(14-09-2014, 10:23 AM)spanky Wrote: I have seen a couple of warnings about potential harm from extended consumption of black walnut.
http://wellnessmama.com/257/black-walnut...b-profile/
https://www.mountainroseherbs.com/produc...af/profile
http://www.starwest-botanicals.com/category/black-walnut-leaf-extract-organic/?utm_source=froogle&utm_medium=feed&gclid=CMqChrew4MACFSgV7AodOBIAxQ
I believe their talking about English walnut "leaves", Leaves of the walnut tree contain progesterone, the female sex hormone, discovered for the first time in a plant.
What's the Difference Between English Walnuts and Black Walnuts?
http://www.seriouseats.com/2011/04/what-...-nuts.html
Scientists previously identified progesterone-like substances in plants and speculated that the hormone itself could exist in plants.
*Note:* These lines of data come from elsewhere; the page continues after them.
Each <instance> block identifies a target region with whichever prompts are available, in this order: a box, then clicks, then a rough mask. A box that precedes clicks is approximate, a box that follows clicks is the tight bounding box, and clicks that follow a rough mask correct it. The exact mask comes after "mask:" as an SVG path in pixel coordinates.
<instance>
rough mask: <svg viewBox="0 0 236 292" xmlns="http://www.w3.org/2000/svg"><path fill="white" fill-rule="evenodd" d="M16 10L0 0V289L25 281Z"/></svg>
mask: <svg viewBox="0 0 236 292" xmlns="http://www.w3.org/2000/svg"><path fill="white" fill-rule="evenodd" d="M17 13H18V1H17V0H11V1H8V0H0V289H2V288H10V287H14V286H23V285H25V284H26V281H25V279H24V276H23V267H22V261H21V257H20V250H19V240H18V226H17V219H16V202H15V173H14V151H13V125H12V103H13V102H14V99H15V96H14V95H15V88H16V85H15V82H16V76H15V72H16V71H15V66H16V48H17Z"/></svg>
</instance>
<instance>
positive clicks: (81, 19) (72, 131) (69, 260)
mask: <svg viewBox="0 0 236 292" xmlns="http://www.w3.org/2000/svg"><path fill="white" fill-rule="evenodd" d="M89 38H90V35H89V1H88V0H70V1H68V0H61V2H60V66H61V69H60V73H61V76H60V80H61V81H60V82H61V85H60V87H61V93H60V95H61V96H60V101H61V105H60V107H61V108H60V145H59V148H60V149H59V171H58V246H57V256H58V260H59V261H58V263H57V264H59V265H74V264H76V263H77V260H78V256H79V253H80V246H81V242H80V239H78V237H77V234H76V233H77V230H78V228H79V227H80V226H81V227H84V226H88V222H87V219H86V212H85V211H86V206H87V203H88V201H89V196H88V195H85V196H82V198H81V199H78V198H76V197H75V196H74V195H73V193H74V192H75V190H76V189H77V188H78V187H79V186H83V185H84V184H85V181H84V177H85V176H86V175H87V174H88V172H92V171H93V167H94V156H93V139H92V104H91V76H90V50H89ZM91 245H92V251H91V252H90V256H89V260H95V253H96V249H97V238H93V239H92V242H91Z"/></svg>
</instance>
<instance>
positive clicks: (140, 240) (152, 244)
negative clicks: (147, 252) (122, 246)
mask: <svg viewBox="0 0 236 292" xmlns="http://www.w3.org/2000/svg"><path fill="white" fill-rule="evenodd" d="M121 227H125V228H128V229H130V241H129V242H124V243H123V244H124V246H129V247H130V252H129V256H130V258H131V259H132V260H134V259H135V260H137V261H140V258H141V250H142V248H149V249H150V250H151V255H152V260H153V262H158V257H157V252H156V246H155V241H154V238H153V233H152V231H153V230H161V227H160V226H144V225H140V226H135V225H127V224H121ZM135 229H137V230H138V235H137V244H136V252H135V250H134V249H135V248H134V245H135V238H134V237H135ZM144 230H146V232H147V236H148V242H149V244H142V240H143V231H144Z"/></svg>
But researchers had not found the actual hormone in plants until now. Pauli and colleagues used two powerful laboratory techniques, nuclear magnetic resonance and mass spectroscopy, to detect progesterone in leaves of the Common Walnut, or English Walnut, tree. They also identified five new progesterone-related steroids in a plant belonging to the buttercup family.
Genus of the buttercup family (Ranunculaceae)
Nigella
Cimicifuga (cohosh)
Paeonia (peony)- an older classification
Leaves of the walnut tree contain progesterone, the female sex hormone, discovered for the first time in a plant.